Nebraska LB 767 Nebraska introduced licensing legislative relating to home inspectors. LB 767 was introduced by Sen. Bourne. The bill requires home inspectors to be licensed by the state, sets the duties and powers of the Home Inspector Regulatory Board, sets the fees for licensure and allows for civil action against home inspectors. On February 13, the Health and Human Services Committee held a public hearing on LB 767.
According to the office of the Health and Human Services Committee, LB 767 may not be passed out of Committee. Though this bill is not officially ‘dead’, it is being held, which disallows further action to be taken.
New Jersey A567/S1685 As we reported, NJ ASHI members were fighting these amendments as major attacks on consumer protection. On March 20 the Senate passed an amended version of S1685, effectively removing the most onerous amendments. NJ ASHI members have declared victory. However, the bill must go back to the Assembly in May where it faces attach again. It’s fate is unknown. Stay tuned for more.
New Mexico SB 589 New Mexico introduced a legislative proposal that would require home inspectors to become licensed. New Mexico’s Bill was introduced by Sen. Joseph Fidel and referred to the Senate Corporations and Transportation Committee. SB 589 provides for the regulation and licensing of home inspectors, and creates the Home Inspector Licensing Board and sets the board’s duties and powers. The bill sets the licensing requirements for home inspectors and allows a client to recover damages for any act or omission of a home inspector relating to a home inspection within one year. It requires a home inspector to obtain insurance or file a bond with the board for expenses and liability resulting in errors and omission or from negligent performance.
The Corporations and Transportation Committee recommended that the bill not be passed. Because of the Committee’s recommendation to not pass the bill, it is ‘dead’ unless Sen. Fidel, the sponsor, requests that it be called up again.
New York A 06478 New York has introduced a second bill to require licensure for home inspectors in the state. However, because of the high volume of bills in the House Judiciary Committee, A06478 will never receive a formal hearing. Rather, the Judiciary Committee Chair will call for a vote on the bill and it will be referred out of committee with a favorable or unfavorable recommendation. This action could occur at any time.
Tennessee SB 882 is a bill which would clarify the remedies for misrepresentation or nondisclosure on residential property statements. Currently, it is not clear that real estate agents and brokers cannot be held accountable, either criminally or otherwise, for misinformation provided by certain professionals, including home inspectors, unless the real estate agent or broker signs the document. SB 822 seeks to clarify that issue.

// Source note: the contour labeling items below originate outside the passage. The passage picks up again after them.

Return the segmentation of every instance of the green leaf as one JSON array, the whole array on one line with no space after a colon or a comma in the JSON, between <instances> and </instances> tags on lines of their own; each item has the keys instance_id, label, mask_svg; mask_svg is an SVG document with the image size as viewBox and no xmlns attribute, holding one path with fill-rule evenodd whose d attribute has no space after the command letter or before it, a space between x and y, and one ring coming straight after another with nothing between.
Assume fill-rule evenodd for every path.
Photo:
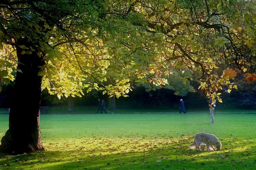
<instances>
[{"instance_id":1,"label":"green leaf","mask_svg":"<svg viewBox=\"0 0 256 170\"><path fill-rule=\"evenodd\" d=\"M250 14L248 13L246 13L244 14L244 17L245 20L248 20L250 18Z\"/></svg>"},{"instance_id":2,"label":"green leaf","mask_svg":"<svg viewBox=\"0 0 256 170\"><path fill-rule=\"evenodd\" d=\"M8 72L6 70L0 71L0 76L6 76L8 75Z\"/></svg>"},{"instance_id":3,"label":"green leaf","mask_svg":"<svg viewBox=\"0 0 256 170\"><path fill-rule=\"evenodd\" d=\"M38 76L44 76L46 74L46 72L44 71L40 71L38 72Z\"/></svg>"}]
</instances>

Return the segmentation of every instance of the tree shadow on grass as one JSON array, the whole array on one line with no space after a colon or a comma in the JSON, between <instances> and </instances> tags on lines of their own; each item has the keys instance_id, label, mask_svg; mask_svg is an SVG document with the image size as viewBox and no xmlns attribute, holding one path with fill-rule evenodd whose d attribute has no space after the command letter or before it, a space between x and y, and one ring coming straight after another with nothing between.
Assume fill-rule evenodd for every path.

Utah SB 62 clarifies the practice of home inspections by setting guidelines and definitions, listing exclusions and specifying written home inspection report requirements. The bill sets a code of ethics for home inspectors, makes home inspectors liable for home inspections not performed in compliance with the law and limits the time in which a client may file a grievance. An amended version of the bill was passed by the Senate on February 20. The bill has been sent to the House for consideration.